"Rencananya, pasar tersebut akan mulai ditempati pedagang pada minggu depan,"
Merdeka.com, Semarang - Pengerjaan proyek pembangunan Pasar Simongan yang sempat tersendat akhirnya selesai. Saat ini, pembangunan pasar tersebut sudah mencapai 100% pengerjaannya.
Pengerjaan proyek Pasar Simongan yang menggunakan anggaran dari Kementerian Perdagangan senilai Rp5,45 miliar sebelumnya bermasalah. Hingga batas akhir kontrak, pembangunan pasar hanya sampai 60% saja.
"Kontrak sudah kami putus sampai akhir Desember 2017. Rekanan kami bayar sesuai pekerjaannya," kata Kepala Dinas Perdagangan Kota Semarang, Fajar Purwoto, Kamis (25/1).
Fajar menuturkan, pembangunan pasar Simongan dikerjakan oleh rekanan dari PT Dinamika Persada Sehati. Untuk menghindari blacklist, pihak kontraktor akhirnya beritikad baik dengan menyelesaikan pembangunan menjadi 100% menggunakan dananya sendiri.
Penyelesaian tersebut dilakukan setelah putus kontrak hingga 20 Januari 2018 kemarin. Saat ini, kata Fajar, pasar Simongan dalam tahap pembersihan saja dan siap ditempati pedagang. "Rencananya, pasar tersebut akan mulai ditempati pedagang pada minggu depan," terang Fajar.
Sementara itu, Wali Kota Semarang, Hendrar Prihadi, menyesalkan pengerjaan tiga proyek di Kota Semarang yang dikerjakan tahun anggaran 2017. Meski demikian, menurutnya masih wajar jika ada tiga dari 2.323 proyek yang bermasalah.
Hendi, sapaan akrabnya, menyebutkan ketiga proyek yang dinilai tidak beres tersebut yaitu pengerjaan pedestrian Jalan Indraprasta, pembangunan jalan Gotong Royong dan pembangunan Pasar Simongan.
"Yang sudah pasti saya minta diblacklist ada 3 karena tidak beres. Yaitu Pasar Simongan, Jalan Gotong Royong dan Pedestrian Indraprasta. Meski itu ada dana dari pusat, saya tetap minta blacklist saja," katanya.

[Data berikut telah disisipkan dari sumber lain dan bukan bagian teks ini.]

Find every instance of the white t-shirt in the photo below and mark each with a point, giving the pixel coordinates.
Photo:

Ketidakberesan pekerjaan ketiga proyek tersebut, kata Hendi, murni kesalahan kontraktor. Seharusnya, kontraktor berkomitmen terhadap pekerjaan yang dimenangkannya.

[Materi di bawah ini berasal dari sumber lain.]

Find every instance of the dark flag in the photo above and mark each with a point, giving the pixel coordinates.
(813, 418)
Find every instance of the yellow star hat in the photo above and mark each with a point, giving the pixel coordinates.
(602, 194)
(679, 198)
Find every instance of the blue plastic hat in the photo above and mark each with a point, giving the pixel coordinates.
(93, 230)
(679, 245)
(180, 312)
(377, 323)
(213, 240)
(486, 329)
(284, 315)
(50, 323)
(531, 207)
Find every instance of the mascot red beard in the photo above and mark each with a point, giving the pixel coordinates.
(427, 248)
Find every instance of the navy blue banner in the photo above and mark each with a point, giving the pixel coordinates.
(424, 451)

Dia menambahkan, Pemkot Semarang melalui unit layanan pengadaan (ULP) sudah bekerja sesuai aturan dengan memenangkan penyedia jasa yang memberikan penawaran harga terendah.

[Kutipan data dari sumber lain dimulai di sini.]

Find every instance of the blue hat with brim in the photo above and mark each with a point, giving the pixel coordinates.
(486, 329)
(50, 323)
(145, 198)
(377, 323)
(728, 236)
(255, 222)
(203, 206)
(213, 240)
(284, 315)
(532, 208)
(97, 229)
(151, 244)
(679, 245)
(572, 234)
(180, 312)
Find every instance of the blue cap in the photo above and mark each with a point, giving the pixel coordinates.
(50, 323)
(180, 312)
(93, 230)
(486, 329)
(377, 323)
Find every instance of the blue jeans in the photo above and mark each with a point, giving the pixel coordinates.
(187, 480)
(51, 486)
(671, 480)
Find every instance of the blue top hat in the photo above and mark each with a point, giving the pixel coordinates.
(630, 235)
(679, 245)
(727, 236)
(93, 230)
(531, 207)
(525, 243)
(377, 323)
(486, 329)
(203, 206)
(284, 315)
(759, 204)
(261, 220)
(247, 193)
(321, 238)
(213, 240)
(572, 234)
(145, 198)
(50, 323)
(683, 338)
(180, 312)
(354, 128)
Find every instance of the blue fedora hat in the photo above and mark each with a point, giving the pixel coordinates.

"Kalau kemudian harga yang ditawarkan itu ndlosor-ndlosoran (rendah sekali dari pagu anggaran) dan tidak mampu menyelesaikan, yang salah jelas kontraktor. Dia berani nawar dengan harga rendah otomatis dia harus berani mempertanggungjawabkannya," jelasnya.
Dia menambahkan, progres pengerjaan proyek pada 2017 dinilai masih bisa dimaklumi. Pasalnya, dari 2.323 proyek yang dikerjakan selama 2017 hanya tiga proyek saja yang tidak selesai dan putus kontrak.
Hendi mengungkapkan, kondisi tersebut sebenarnya juga dialami daerah lain di luar Kota Semarang. Namun yang terpenting, begitu pekerjaan telah putus kontrak maka tidak ada anggaran lagi yang dikeluarkan. Jika dikeluarkan justru akan menjadi pelanggaran.
"Itupun kontraktor yang tidak bonafide. Lha kenapa mereka dimenangkan? lha mereka penawar yang rendah. Jika tidak dimenangkan justru mereka akan menggugat," tandasnya.